“This is the night when the Hamptons gets funky,” Cameron Silver, owner of the Hollywood vintage shop Decades, told me at the Watermill Center’s annual Summer Benefit on Saturday evening. Draped in 40 pounds of Balmain crystal fringe, Silver was hanging out nearby Swedish/Mexican choreographer Adelina Larsson Mendoza (who was performing equinox rituals with a giant walking stick), along with visual artist Alicja Kwade’s pendulum installation Die bewegte Leere des Moments: a station clock outfitted with a boulder swinging menacingly from a crane. “I love all the people-watching and permission to be eccentric.”
Silver wasn’t kidding: as I wended my way through more than 20 site-specific performances and installations spread across the wooded 10-acre campus in Water Mill, New York—a space founded by theater director Robert Wilson—the attendees sporting vintage Versace Baroque-print silk shirts and more Luar Ana mini bags than I have ever seen at an East End party provided a lovely grace note. Dressed in his signature head-to-toe leather, Peter Marino posed for a photo opp with the Brazilian multidisciplinary artist Robson Catalunha, who was casually sipping a martini in a blazer dress and pig prosthesis. Solange Knowles wafted in just before dinner in a billowing pleated set from The Row’s resort 2025 collection paired with sculptural Jil Sander earrings.
“I haven’t been in the Hamptons since I was an Elle intern 17 years ago, but this has been a great reintroduction,” said musician and spoken word artist Mykki Blanco, one of the evening’s featured performers, as they tucked into heirloom tomato galettes and spicy smoky cucumbers with a Monet tea towel from the gift shop at Tokyo’s Artizon Museum draped over their right shoulder.
The evening honored legendary choreographer Lucinda Childs, a member of Judson Dance Theater, the 1960s downtown collective of choreographers, composers, and visual artists that also included Merce Cunningham, John Cage, and Robert Rauschenberg. Ticket sales and proceeds from a live auction featuring works by Robert Longo, Shirin Neshat, and more benefitted Watermill’s artist residencies (ten of the evening’s performances were created during its International Summer Program) and arts education programming for local schoolchildren.

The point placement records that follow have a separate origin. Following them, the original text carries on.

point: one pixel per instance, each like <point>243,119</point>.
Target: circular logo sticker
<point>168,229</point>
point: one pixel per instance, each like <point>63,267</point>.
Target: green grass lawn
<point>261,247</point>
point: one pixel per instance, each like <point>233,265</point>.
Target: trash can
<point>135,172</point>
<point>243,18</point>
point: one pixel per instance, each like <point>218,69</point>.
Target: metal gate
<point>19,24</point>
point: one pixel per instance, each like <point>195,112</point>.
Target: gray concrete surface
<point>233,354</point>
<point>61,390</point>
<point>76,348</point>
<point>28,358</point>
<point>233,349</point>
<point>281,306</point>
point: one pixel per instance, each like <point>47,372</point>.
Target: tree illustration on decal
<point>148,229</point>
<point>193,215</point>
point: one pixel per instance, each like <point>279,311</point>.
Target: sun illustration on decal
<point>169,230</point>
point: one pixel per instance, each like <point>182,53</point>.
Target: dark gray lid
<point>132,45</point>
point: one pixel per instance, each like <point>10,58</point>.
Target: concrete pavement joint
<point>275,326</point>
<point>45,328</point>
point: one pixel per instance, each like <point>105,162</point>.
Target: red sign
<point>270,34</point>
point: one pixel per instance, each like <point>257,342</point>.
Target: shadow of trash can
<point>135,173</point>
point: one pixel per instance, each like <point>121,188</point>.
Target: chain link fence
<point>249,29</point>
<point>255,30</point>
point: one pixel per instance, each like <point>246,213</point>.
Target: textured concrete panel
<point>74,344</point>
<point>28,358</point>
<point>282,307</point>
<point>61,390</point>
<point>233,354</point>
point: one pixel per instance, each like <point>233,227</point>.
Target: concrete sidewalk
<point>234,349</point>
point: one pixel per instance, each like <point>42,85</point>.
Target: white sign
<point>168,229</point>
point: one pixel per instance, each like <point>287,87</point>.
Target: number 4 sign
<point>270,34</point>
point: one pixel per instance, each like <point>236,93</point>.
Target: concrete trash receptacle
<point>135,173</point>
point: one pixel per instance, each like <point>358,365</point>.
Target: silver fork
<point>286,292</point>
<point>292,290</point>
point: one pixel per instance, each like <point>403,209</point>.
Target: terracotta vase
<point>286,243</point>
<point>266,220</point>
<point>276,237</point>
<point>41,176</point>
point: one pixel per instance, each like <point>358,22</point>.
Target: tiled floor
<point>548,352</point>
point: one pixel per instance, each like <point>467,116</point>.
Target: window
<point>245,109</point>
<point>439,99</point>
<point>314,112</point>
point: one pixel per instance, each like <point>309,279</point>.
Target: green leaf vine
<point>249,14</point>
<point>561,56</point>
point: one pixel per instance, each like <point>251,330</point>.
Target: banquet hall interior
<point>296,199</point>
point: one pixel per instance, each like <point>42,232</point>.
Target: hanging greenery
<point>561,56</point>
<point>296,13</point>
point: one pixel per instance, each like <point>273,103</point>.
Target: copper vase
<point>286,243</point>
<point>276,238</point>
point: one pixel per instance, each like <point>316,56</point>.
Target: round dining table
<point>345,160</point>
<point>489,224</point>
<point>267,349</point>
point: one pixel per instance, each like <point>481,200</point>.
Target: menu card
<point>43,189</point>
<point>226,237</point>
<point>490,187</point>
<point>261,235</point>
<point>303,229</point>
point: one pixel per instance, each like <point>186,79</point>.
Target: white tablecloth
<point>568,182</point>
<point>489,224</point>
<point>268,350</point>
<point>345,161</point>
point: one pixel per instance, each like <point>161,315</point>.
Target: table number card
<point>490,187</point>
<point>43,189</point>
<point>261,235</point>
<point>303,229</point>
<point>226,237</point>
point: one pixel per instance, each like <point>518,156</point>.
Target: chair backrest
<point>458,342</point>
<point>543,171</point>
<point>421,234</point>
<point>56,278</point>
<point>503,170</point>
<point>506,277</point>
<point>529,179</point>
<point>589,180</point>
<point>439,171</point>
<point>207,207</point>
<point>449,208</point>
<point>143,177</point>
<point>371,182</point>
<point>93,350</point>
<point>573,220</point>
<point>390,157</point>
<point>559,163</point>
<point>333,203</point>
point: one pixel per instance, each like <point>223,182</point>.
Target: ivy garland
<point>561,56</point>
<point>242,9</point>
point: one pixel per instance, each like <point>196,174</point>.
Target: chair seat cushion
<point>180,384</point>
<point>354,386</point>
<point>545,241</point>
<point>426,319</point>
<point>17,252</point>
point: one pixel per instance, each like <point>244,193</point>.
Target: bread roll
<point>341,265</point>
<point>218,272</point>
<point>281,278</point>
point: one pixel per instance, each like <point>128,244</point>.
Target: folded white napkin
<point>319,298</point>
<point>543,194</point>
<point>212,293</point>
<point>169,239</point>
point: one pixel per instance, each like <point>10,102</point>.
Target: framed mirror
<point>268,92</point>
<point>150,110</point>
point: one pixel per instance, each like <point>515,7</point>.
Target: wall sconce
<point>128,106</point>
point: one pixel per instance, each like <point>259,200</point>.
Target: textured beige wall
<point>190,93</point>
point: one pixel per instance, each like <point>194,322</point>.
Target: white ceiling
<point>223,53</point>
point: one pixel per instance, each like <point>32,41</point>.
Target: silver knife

Guests put down their glasses of rosé when Childs took to the stage to give an electrifying performance from a role she originated in the 1976 Philip Glass opera Einstein on the Beach, which Roberts had directed and Childs choreographed. The Hamptons setting was perhaps the closest the experimental work—which is not really about Einstein, nor the seaside; it’s filled with nonsense syllables and strings of numbers, all in a classical theme and variation structure—has been performed to the ocean.
Einstein has led to nearly five decades of friendship and collaboration between Childs and Wilson, all thanks to a serendipitous meeting in Connecticut. “I saw this beautiful woman at a bar in New Haven and I went up to her and introduced myself,” Wilson recalled. “I’d heard about Lucinda’s work from the ’60s. She was an icon. And Andy Warhol had made a film series called The Thirteen Most Beautiful Women—she was one of them.”
Earlier in the evening, Childs’s niece Ruth Childs, her long-time collaborator Ty Boomershine, and members of the Dance On Ensemble presented five of her seminal works: Pastime (1963), Carnation (1964), Untitled Trio (1968), Radial Courses (1976), and Katema (1978) on loop. “These pieces were always performed in alternative spaces and it’s nice to present them in the open air,” Childs said. Audience members entered and exited the square stage area throughout the two-plus hour cocktails—not entirely unlike the way they might have first experienced Einstein, which ran approximately five hours without an intermission in its original production.
The evening also marked the beginning of a new partnership between Watermill and Van Cleef & Arpels’s contemporary dance foundation, Dance Reflections, which presented several of Childs’s pieces as part of the Dance Reflections dance festival in New York last fall. “Whether you’re designing jewelry, a play, or a building, all that exists in time are the classics,” Wilson said. “Socrates said the baby is born knowing everything, and the uncovering of knowledge is the learning process. Nicolas Bos [the CEO of Van Cleef & Arpels] understands that work like Lucinda’s is based on classical mathematics that man is still rediscovering.”